Les hommes viennent de Mars (dieu de la Guerre dans la mythologie romaine) et les femmes de Vénus (déesse de l’Amour), c’est bien connu. C’est le titre d’un bestseller, paru en 1992. La promesse de l’auteur y est de mieux nous faire comprendre le « sexe opposé », en traitant les différences entre hommes et femmes d’un point de vue purement essentialiste.
Cette « naturalisation » des comportements et des compétences selon les sexes est une aubaine pour qui adore les petites cases qui permettent de mettre un peu d’ordre. Elle permet surtout de réduire la complexité d’un monde qui nous apparaît comme de plus en plus fragile, anxiogène, non linéaire et incompréhensible – pour reprendre le fameux acronyme BANII (‘Brittle’, ‘anxious’, ‘nonlinear’ and ‘incomprehensible’) du prospectiviste Jamais Cascio, en substitution au monde VUCA (‘Volatility’, ‘uncertainty’, ‘complexity’ and ‘ambiguity’), déjà dépassé.
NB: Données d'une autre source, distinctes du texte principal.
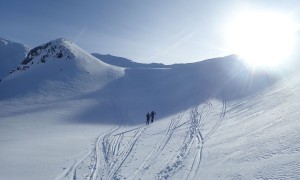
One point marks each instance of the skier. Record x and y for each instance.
(148, 118)
(152, 116)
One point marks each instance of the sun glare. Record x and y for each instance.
(262, 39)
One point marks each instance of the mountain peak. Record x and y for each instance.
(56, 49)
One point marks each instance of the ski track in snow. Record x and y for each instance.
(193, 143)
(157, 149)
(111, 149)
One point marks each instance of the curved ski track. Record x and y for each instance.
(157, 149)
(110, 150)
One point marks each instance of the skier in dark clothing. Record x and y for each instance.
(148, 118)
(152, 116)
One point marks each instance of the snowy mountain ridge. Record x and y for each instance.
(68, 115)
(59, 62)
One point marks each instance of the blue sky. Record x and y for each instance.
(165, 31)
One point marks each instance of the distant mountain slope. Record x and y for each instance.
(124, 62)
(11, 55)
(58, 68)
(61, 70)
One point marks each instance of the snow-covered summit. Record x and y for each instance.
(58, 66)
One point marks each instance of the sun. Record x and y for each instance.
(262, 38)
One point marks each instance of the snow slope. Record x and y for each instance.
(66, 115)
(11, 55)
(124, 62)
(58, 69)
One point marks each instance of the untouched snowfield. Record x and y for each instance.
(46, 132)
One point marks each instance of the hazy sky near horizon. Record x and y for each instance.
(165, 31)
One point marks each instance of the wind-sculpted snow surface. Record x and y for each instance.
(58, 69)
(66, 115)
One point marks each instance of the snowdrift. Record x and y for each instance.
(61, 70)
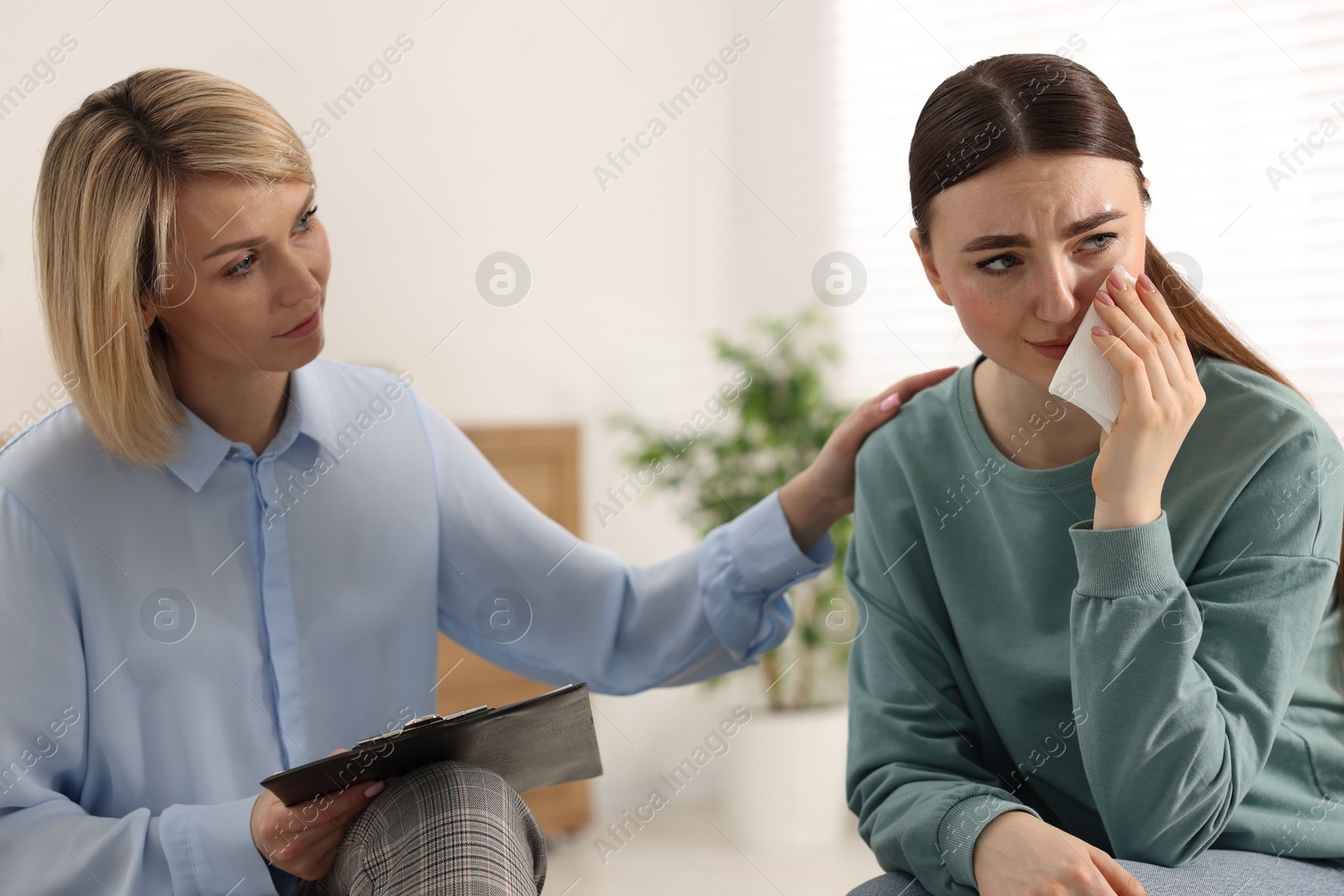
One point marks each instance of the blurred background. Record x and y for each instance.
(510, 226)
Mais cet accord tacite (tu dis ce que je veux entendre) n’est pas une démonstration. Cet ouvrage a largement été mis en cause, particulièrement par les recherches en neurosciences. Ces recherches attestent des différences physiques entre des cerveaux d’hommes et des cerveaux de femmes mais réfutent l’idée d’un lien avec les différences de comportements, attribuées aux stéréotypes renvoyés par la société (« Neuromythes : cerveau masculin versus cerveau féminin », par Christophe Rodo, doctorant ATER Aix-Marseille Université, CNRS Le Journal, 2018).
Un leadership au féminin oui ? mais NON
Le leadership féminin est une question centrale dans le débat sur l’égalité entre les femmes et les hommes. Affirmer qu’il existe un leadership féminin, c’est s’appuyer sur trois postulats (par essence non démontrés) :
- Les femmes ont des qualités, des compétences, des comportements spécifiques, dits féminins,
- Le monde du management (c’est-à-dire les hommes et les femmes au travail) a des attentes qui évoluent, et ces attentes de reconnaissance, de bienveillance, d’écoute, d’empathie sont d’essence féminine ;
- Il y a convergence entre les compétences managériales des femmes et les attentes des collaborateurs. Cette convergence si souhaitable ne peut que se faire, nous faisant entrer dans une ère où le leadership sera féminin ou ne sera pas. CQFD
On peut faire une synthèse de ce qui a été nommé le « principe masculin » vs le « principe féminin » dans le tableau ci-dessous :
Le problème est que ces affirmations sont des prophéties auto-réalisatrices. En effet, partir du principe que les femmes ont des spécificités en management, même souhaitables, conduit à les enfermer dans des attentes et des exigences qui les poussent à se conformer à ces spécificités. Si elles ne le font pas, elles sont exclues de certains univers professionnels. Rappelons-nous le motif de licenciement d’Isabelle Kocher de son poste de directrice générale d’Engie : un « manque d’intelligence émotionnelle ». Aurait-on pu imaginer ce motif pour un homme ? Rien n’est moins sûr.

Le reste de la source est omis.